2. **Redaction stays by-construction.** No separate redactor needs porting; just preserve the rule that
callers never put secrets in `DetailsJson` (mirrors `CLAUDE.md:79`). The shared writer can keep its
own redaction policy as a defence-in-depth layer.
3. **Read-back is free to drop or defer.** `ListRecentAsync` has no production consumer, so the adapter
need not implement a shared query API on day one — only the test/CLI read paths exercise it.
4. **No new dimensions required.** `CorrelationId` and a structured `Target` are absent today and are
*not* in scope to add as part of adoption (descriptive parity only); the canonical record simply
leaves them `null`.
**Coordination risk — sequence against the health/observability work.** A parallel session is actively
editing **this same repo** (`mxaccessgw`) for the MEL → Serilog logging migration
(`ZB.MOM.WW.Health` + `ZB.MOM.WW.Telemetry` normalization).
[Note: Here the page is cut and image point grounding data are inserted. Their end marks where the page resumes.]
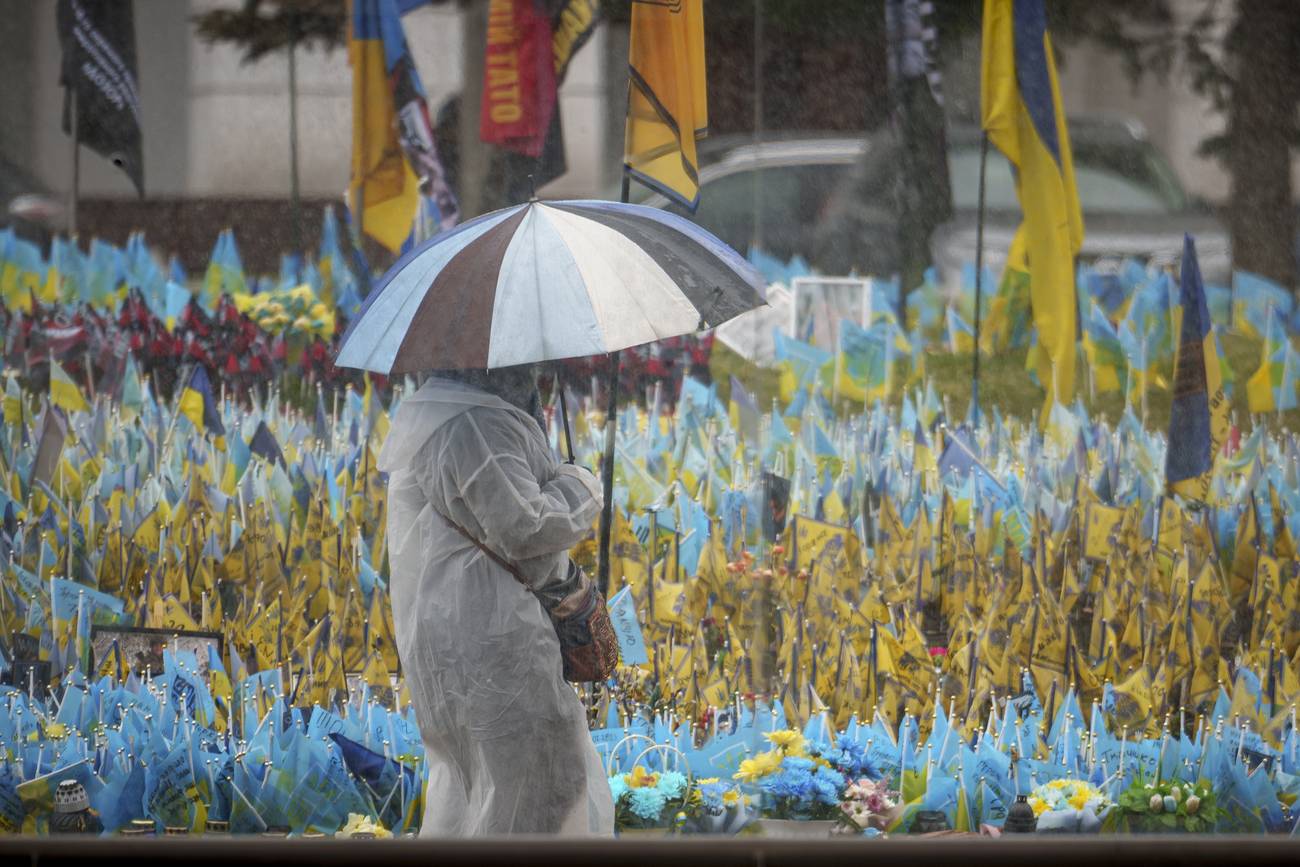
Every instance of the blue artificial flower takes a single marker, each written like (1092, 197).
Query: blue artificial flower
(672, 784)
(711, 796)
(618, 787)
(646, 802)
(850, 758)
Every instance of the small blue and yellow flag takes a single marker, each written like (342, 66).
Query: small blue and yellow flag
(63, 391)
(200, 407)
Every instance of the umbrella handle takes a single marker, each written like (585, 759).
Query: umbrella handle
(568, 438)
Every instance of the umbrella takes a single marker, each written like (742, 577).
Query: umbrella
(546, 281)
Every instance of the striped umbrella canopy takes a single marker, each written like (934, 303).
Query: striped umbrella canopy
(547, 280)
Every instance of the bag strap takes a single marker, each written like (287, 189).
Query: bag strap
(492, 555)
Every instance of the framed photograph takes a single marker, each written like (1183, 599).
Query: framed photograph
(142, 647)
(822, 302)
(30, 676)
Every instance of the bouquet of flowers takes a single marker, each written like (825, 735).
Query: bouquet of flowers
(1170, 805)
(718, 807)
(645, 800)
(1071, 806)
(869, 805)
(796, 780)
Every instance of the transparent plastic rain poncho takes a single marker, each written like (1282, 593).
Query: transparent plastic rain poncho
(505, 736)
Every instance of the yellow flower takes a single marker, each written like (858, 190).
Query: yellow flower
(759, 766)
(789, 741)
(641, 779)
(356, 823)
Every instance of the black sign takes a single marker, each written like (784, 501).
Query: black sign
(98, 38)
(776, 501)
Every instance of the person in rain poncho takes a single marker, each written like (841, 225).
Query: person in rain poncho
(505, 736)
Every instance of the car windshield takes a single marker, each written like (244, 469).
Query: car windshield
(1130, 180)
(789, 198)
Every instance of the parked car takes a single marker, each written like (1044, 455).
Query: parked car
(831, 199)
(26, 207)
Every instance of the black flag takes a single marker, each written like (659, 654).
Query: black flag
(98, 38)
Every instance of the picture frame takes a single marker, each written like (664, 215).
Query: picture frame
(142, 646)
(822, 302)
(386, 697)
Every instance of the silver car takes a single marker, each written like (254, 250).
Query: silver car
(832, 200)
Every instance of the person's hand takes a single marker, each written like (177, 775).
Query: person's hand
(585, 477)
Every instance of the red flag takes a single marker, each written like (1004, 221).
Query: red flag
(519, 77)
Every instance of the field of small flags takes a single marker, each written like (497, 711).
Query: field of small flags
(845, 582)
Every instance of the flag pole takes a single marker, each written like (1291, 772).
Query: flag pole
(607, 459)
(73, 194)
(295, 202)
(979, 274)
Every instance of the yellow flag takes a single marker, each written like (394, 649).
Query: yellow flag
(667, 105)
(382, 190)
(1021, 111)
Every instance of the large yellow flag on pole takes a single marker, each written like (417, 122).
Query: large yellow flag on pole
(1022, 115)
(667, 102)
(382, 191)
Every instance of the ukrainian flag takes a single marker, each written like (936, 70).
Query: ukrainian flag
(382, 191)
(667, 102)
(200, 407)
(1021, 112)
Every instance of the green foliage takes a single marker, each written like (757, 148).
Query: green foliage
(1196, 809)
(265, 26)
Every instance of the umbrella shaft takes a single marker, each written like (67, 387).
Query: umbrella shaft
(607, 473)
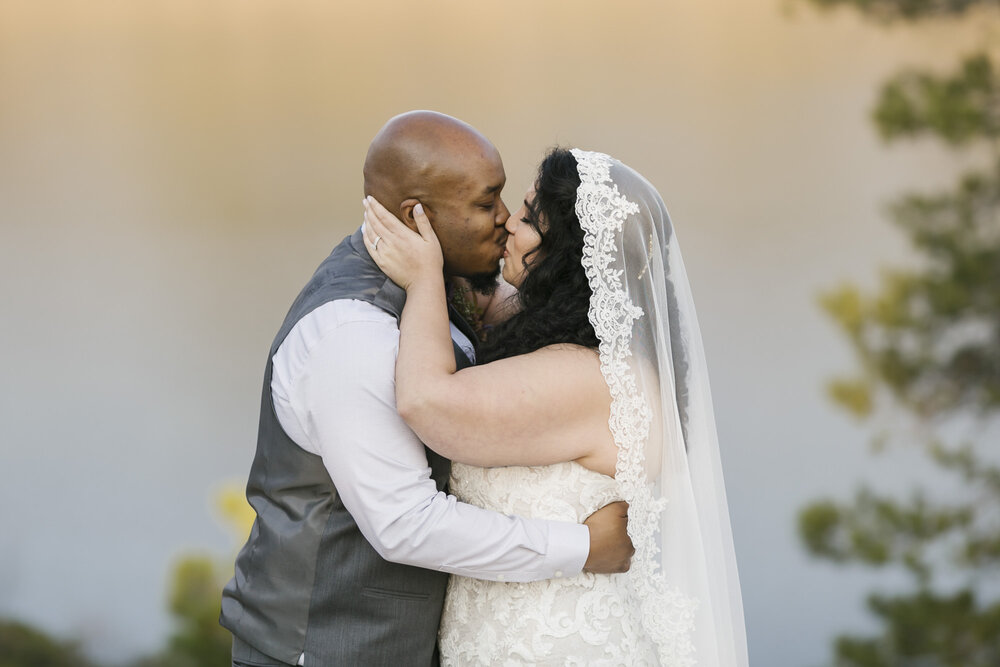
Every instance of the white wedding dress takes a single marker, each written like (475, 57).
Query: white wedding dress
(680, 604)
(581, 620)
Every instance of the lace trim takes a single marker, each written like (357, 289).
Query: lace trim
(667, 613)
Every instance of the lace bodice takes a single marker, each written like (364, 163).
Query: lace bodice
(582, 620)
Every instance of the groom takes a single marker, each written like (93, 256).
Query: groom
(349, 555)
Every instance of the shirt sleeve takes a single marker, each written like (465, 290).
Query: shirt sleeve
(344, 405)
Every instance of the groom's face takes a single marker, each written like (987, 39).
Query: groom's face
(468, 214)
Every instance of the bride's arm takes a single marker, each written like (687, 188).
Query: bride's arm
(534, 409)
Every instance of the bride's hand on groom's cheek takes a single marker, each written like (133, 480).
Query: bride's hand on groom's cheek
(610, 547)
(402, 254)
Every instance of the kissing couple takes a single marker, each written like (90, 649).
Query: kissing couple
(418, 421)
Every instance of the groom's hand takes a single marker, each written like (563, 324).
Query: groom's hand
(610, 547)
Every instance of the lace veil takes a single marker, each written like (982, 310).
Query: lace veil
(683, 574)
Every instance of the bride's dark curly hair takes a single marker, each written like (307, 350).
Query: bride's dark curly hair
(554, 295)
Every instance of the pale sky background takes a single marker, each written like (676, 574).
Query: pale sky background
(172, 171)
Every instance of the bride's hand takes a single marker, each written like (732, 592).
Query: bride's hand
(403, 254)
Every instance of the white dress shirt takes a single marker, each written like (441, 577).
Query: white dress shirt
(333, 386)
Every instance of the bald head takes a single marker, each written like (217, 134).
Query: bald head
(456, 174)
(422, 156)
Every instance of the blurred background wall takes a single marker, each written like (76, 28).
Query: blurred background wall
(172, 171)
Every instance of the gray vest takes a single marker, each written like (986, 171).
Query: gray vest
(307, 580)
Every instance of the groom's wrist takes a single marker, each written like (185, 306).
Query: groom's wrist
(569, 548)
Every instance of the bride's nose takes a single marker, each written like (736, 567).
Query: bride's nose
(503, 214)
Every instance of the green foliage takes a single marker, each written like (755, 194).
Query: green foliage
(890, 10)
(958, 109)
(195, 601)
(927, 345)
(927, 630)
(24, 646)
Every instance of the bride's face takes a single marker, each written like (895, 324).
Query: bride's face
(522, 239)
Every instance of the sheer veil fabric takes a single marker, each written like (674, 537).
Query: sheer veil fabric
(683, 576)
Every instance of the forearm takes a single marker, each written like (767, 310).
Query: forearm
(426, 356)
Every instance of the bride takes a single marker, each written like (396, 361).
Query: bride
(594, 389)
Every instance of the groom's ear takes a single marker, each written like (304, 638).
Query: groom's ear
(406, 212)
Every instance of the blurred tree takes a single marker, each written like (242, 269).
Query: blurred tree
(24, 646)
(196, 597)
(927, 342)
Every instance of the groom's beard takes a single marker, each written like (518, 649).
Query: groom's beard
(484, 283)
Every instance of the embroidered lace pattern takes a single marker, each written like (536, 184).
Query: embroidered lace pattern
(667, 614)
(585, 619)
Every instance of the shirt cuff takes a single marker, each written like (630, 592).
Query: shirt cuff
(569, 547)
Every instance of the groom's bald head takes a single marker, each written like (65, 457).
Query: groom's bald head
(421, 155)
(455, 173)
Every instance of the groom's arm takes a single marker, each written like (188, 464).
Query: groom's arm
(340, 396)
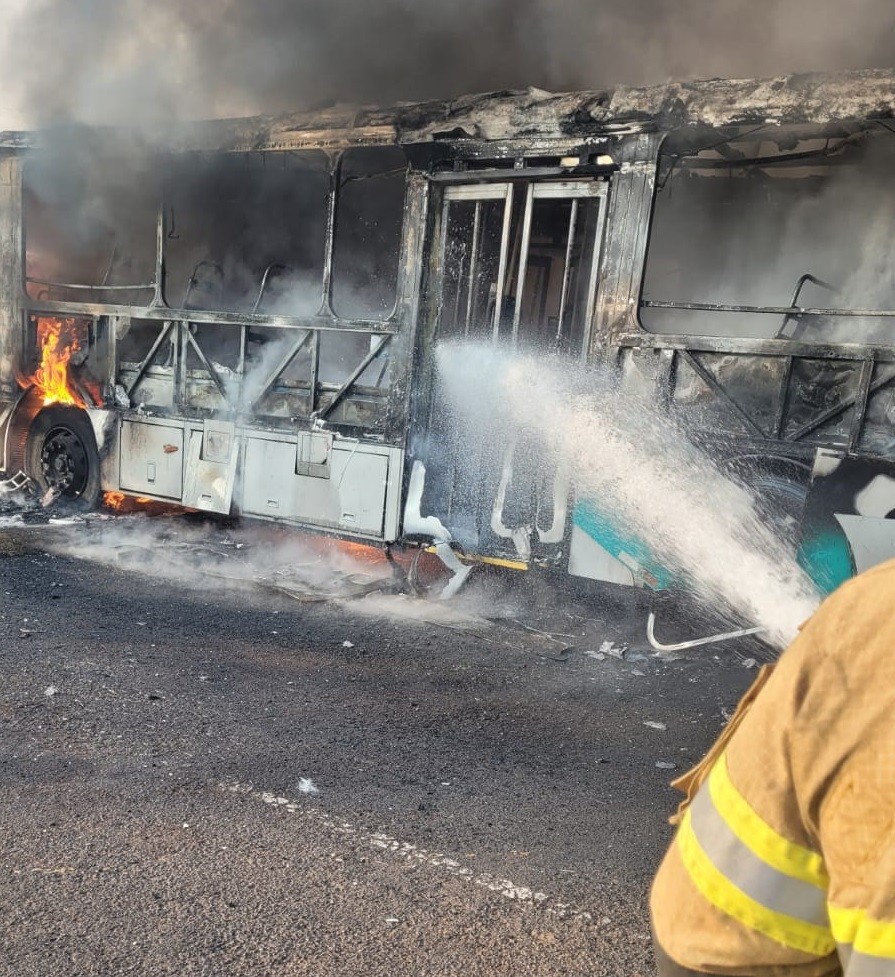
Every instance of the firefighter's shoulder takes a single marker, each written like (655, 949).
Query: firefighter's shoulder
(858, 618)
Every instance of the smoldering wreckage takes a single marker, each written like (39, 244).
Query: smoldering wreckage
(262, 317)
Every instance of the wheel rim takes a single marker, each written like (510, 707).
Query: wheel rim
(64, 462)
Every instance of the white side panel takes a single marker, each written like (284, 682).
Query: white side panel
(211, 467)
(151, 459)
(872, 541)
(588, 559)
(354, 492)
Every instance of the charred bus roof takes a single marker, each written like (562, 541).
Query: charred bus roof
(536, 118)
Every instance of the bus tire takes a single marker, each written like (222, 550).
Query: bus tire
(61, 456)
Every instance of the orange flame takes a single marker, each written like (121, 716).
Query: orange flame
(58, 339)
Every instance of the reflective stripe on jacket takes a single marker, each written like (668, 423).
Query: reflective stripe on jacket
(784, 859)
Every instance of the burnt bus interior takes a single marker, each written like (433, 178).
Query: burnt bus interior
(290, 286)
(769, 284)
(283, 268)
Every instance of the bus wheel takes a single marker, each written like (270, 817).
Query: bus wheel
(61, 456)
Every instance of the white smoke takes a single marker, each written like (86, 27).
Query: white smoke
(641, 468)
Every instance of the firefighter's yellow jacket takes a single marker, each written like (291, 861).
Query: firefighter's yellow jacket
(784, 858)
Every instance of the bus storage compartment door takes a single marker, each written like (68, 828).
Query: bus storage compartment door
(335, 485)
(211, 467)
(151, 459)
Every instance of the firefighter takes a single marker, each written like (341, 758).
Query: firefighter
(784, 859)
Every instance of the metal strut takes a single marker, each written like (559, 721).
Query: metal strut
(696, 642)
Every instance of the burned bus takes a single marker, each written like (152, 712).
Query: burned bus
(242, 316)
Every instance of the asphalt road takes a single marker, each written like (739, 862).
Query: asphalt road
(196, 780)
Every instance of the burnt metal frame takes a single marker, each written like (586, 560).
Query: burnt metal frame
(867, 387)
(629, 333)
(179, 324)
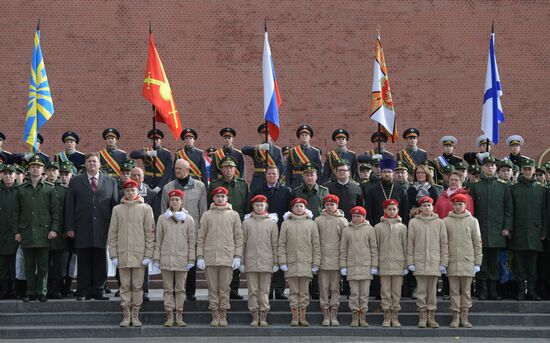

Because audit adoption here also touches the
gateway's `Security/Authentication/` wiring (DI registration in `AuthStoreServiceCollectionExtensions.cs`,
and the three producer call sites), the two efforts can collide on the same files and on logging-pipeline
DI. **Do not start MxGateway audit adoption until the Serilog migration in this repo has landed (or is
explicitly fenced off)**, and confirm with the orchestrator that the logging session is not mid-flight in
`Security/` before opening a PR. The audit and logging seams are conceptually independent (audit = durable
SQLite record of who-did-what; logging = operational telemetry), but they share the gateway's startup/DI
surface, so they must be merged in a defined order rather than in parallel.